2. Il contribuente ricorre per cassazione avverso la decisione di appello su due motivi; l'Agenzia delle entrate replica con controricorso.

La causa perviene all'odierna udienza pubblica a seguito di rinvio a nuovo ruolo disposto all'adunanza camerale del 16.05.2012.

 

Considerato in diritto

 

1.1. Il contribuente con i due motivi deduce la nullità dell'impugnata sentenza per difformità tra il chiesto ed il pronunciato ex art. 112 cpc (art. 360, comma 1, n. 4, cpc), nonché la violazione e falsa applicazione degli artt. 3, L. n. 241/1990, 7, commi 1 e 2, della L. n. 212/2000 (art. 360, comma 1, n. 3, cpc).

1.2. Il ricorso è inammissibile.

1.3 Occorre premettere che la sentenza impugnata, in quanto pubblicata in data 05.11.2008 - ossia nel periodo compreso tra il 2 marzo 2006 ed il 4 luglio 2009, intercettato dalla disciplina transitoria di cui alla L. 18 giugno 2009, n. 69, art. 58, comma 5 - è soggetta al regime (successivamente abrogato) dell'art. 366-bis cpc, il quale è stato fatto oggetto di approfondita ed ormai consolidata lettura ermeneutica ad opera di questa Corte.
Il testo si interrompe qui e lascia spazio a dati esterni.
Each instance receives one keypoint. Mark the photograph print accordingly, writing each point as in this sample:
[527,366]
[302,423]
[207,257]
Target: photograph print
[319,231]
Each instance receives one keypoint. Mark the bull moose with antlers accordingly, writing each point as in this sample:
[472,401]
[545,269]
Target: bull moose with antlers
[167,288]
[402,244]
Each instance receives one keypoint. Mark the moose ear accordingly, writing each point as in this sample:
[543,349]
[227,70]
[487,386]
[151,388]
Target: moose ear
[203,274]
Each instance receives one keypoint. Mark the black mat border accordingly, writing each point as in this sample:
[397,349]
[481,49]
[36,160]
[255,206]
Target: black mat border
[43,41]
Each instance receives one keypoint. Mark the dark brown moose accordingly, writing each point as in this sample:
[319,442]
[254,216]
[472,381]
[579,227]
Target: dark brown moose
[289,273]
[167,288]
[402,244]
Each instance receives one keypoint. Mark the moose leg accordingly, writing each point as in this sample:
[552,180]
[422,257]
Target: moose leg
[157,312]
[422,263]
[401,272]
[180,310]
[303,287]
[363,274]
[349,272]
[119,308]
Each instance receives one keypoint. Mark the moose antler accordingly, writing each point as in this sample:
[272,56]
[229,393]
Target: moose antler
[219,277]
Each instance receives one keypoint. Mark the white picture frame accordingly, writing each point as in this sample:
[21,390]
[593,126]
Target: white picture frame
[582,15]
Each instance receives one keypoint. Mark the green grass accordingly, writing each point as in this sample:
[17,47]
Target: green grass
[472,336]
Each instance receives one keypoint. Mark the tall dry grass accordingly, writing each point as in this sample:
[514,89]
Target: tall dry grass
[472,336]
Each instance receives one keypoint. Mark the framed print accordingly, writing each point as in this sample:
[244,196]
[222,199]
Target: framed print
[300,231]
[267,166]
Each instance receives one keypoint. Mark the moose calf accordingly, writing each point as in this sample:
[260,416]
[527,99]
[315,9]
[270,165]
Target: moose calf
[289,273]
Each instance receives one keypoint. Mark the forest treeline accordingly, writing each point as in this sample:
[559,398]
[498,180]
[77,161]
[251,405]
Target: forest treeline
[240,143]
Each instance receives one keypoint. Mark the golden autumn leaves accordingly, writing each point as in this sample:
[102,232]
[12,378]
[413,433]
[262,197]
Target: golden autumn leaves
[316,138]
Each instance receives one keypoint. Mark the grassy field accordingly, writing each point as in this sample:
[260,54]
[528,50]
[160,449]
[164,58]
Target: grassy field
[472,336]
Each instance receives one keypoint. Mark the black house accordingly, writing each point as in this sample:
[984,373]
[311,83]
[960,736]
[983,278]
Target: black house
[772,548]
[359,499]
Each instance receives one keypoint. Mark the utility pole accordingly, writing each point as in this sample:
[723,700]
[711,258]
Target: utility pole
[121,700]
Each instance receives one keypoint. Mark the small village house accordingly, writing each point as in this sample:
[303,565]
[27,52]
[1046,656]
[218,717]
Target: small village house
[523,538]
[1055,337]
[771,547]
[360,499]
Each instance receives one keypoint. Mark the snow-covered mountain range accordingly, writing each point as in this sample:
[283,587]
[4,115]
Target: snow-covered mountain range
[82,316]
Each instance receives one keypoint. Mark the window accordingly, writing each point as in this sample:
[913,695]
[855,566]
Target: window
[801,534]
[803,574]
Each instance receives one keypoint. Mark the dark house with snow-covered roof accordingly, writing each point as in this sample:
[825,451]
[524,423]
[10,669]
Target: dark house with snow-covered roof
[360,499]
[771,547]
1.4. In particolare, i motivi riconducibili all'art. 360 cpc, comma 1, n. 3, devono essere corredati - sempre a pena di inammissibilità - da appositi "quesiti di diritto" contenenti: a) una sintesi degli elementi di fatto sottoposti al giudice di merito; b) l'indicazione della regola di diritto da questi applicata; c) la diversa regola di diritto ritenuta da applicare; il tutto in modo tale che il giudice di legittimità, nel rispondere al quesito, possa formulare una regula iuris suscettibile di applicazione anche in diversi casi (Cass. SSUU, nn. 2658 e 28536 del 2008, n. 18759 del 2009; Cass. n. 22704 del 2010, n. 21164 del 2013, nn. 11177 e 17958 del 2014).

Dovendo infatti assolvere la funzione di integrare il punto di congiunzione tra la risoluzione del caso specifico e l'enunciazione del principio giuridico generale, i quesiti in questione debbono mettere la Corte in grado di comprendere - attraverso la loro semplice lettura - la prospettazione dell'errore asseritamente compiuto dal giudice di merito, nonché della regola che si assume, in sua vece, applicabile.

1.5. Ed è indubitabile che la formulazione del quesito di diritto - stante la stessa formulazione della disposizione richiamata - debba essere operata anche per la deduzione di errore in procedendo e, segnatamente del vizio di violazione del principio di corrispondenza tra il chiesto ed il pronunciato ai sensi dell'art. 112 cpc (Cass. nn. 4329/2009, 4146/2011).

1.6. Nella fattispecie in esame, tale indicazione riassuntiva e sintetica, come quesito di diritto del ricorso, manca del tutto, anche sotto l'aspetto strettamente grafico (cfr. Cass. n. 24313 del 2014); né può assumersi che il contenuto di siffatto momento di sintesi finale, ove formalmente inesistente, debba essere ricavato dalla Corte di legittimità attraverso la lettura e l’autonoma interpretazione dell'illustrazione del motivo (Cass. n. 22591 del 2013), poiché ne resterebbe svilita - rispetto ad un sistema processuale che già prevedeva la redazione del motivo con l'indicazione della violazione denunciata - la portata innovativa dell'art. 366-bis cpc, consistente proprio nell'imposizione della formulazione di motivi contenenti una sintesi autosufficiente della violazione censurata, funzionale anche alla formazione immediata e diretta del principio di diritto e, quindi, al miglior esercizio della funzione nomofilattica della Corte di legittimità (ex multis, Cass. n. 16481 del 2014 e n. 20409 del 2008).

2.1. Conclusivamente il ricorso va rigettato per inammissibilità dei motivi.

2.2. Le spese del giudizio di legittimità seguono la soccombenza nella misura liquidata in dispositivo.

 

P.Q.M.

 

Rigetta il ricorso per inammissibilità dei motivi;

- condanna il ricorrente alla rifusione delle spese del giudizio di legittimità che liquida nel compenso di €.7.200,00, oltre spese prenotate a debito.